Auf die Ankündigung von Robert Habeck, das deutsche Kartellrecht mit "Klauen und Zähnen" auszustatten, lässt der Gesetzgeber Taten folgen. Diese werden dem Narrativ durchaus gerecht, meinen Shazana Rohr und Michaela Westrup.
Am 5. April 2023 wurde die 11. GWB-Novelle - trotz erheblicher Widerstände verschiedener Stakeholder - vom Bundeskabinett beschlossen. Der aktuelle Entwurf des Gesetzes zur Änderung des Gesetzes gegen Wettbewerbsbeschränkungen und anderer Gesetze (nachfolgend: GWB-RegE) sieht in § 34 die Abschöpfung der aus einem Kartellverstoß entstandenen Vorteile vor. Außerdem schafft er in § 32g eine rechtliche Grundlage dafür, dass das Bundeskartellamt (BKartA) die Europäische Kommission bei der Durchsetzung des Digital Markets Act (DMA) unterstützen und dieser privat im Wege des Schadenersatzes durchgesetzt werden kann.

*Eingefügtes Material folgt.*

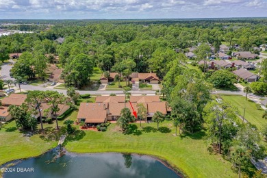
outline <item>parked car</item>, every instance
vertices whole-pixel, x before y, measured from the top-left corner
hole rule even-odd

Kernstück und zugleich neuralgischer Punkt der Novelle ist jedoch § 32f GWB-RegE, der dem propagierten Paradigmenwechsel des deutschen Kartellrechts weiterhin sichtbar gerecht wird. Eingriffe des BKartA sollen hiernach im Anschluss an abgeschlossene Sektoruntersuchungen auch gegenüber kartellrechtskonform agierenden Marktteilnehmern ermöglicht werden und als ultima ratio sogar Entflechtungen umfassen.

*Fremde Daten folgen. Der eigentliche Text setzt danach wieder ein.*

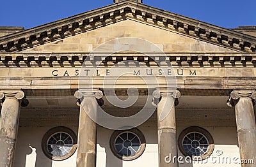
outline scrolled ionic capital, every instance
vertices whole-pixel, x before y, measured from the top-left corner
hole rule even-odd
[[[0,104],[3,105],[4,101],[8,99],[15,99],[20,103],[21,106],[27,106],[29,101],[26,99],[25,94],[20,90],[1,90],[0,91]]]
[[[227,101],[227,105],[228,106],[233,107],[236,106],[236,104],[237,103],[241,98],[249,98],[254,102],[254,100],[256,100],[256,91],[253,89],[235,90],[230,93],[230,96]]]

Vollzugsmaßnahmen nach Sektoruntersuchungen (§ 32f GWB-RegE)
Als strukturorientiertes Mittel soll § 32f GWB-RegE es dem BKartA ermöglichen, vermachtete Marktstrukturen aufzubrechen, den Wettbewerb auf diesen Märkten also wiederzubeleben bzw. Märkte offen zu halten. Das BKartA wird zu diesem Zweck zu Abhilfemaßnahmen verhaltensorientierter und struktureller Art ermächtigt. Anders als die Sektoruntersuchung, die marktgerichtet ist und per se keine Eingriffe ermöglicht, richten sich die anschließenden Abhilfemaßnahmen nach § 32f GWB-RegE gezielt gegen bestimmte Unternehmen.
Als Vorbild fungierte das Instrument der market investigation der Wettbewerbsbehörde des Vereinigten Königreichs (Competiton and Markets Authority – CMA), die nach Feststellung wettbewerblicher Missstände im Rahmen von Sektoruntersuchungen ebenfalls Abhilfemaßnahmen bis hin zu Entflechtungen anordnen kann.

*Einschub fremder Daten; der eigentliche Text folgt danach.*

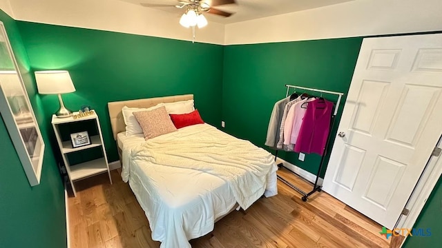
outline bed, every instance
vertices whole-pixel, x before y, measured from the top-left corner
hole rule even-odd
[[[108,103],[114,139],[128,183],[162,248],[190,247],[189,240],[263,194],[277,194],[271,154],[209,124],[179,129],[148,141],[126,136],[122,109],[193,99],[192,94]],[[183,148],[185,147],[185,148]],[[220,152],[221,151],[221,152]]]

§ 32f GWB-RegE liegt die Wertung zugrunde, dass die Störung des Wettbewerbs nicht notwendig durch einen Kartellrechtsverstoß begründet sein muss. Gerade bezüglich Wettbewerbsstörungen, die ihren Ursprung nicht in kartellrechtswidrigen Verhaltensweisen haben, sondern vielmehr auf die Struktur des betreffenden Marktes zurückzuführen sind, sei das aktuelle Instrumentarium des GWB daher unzureichend.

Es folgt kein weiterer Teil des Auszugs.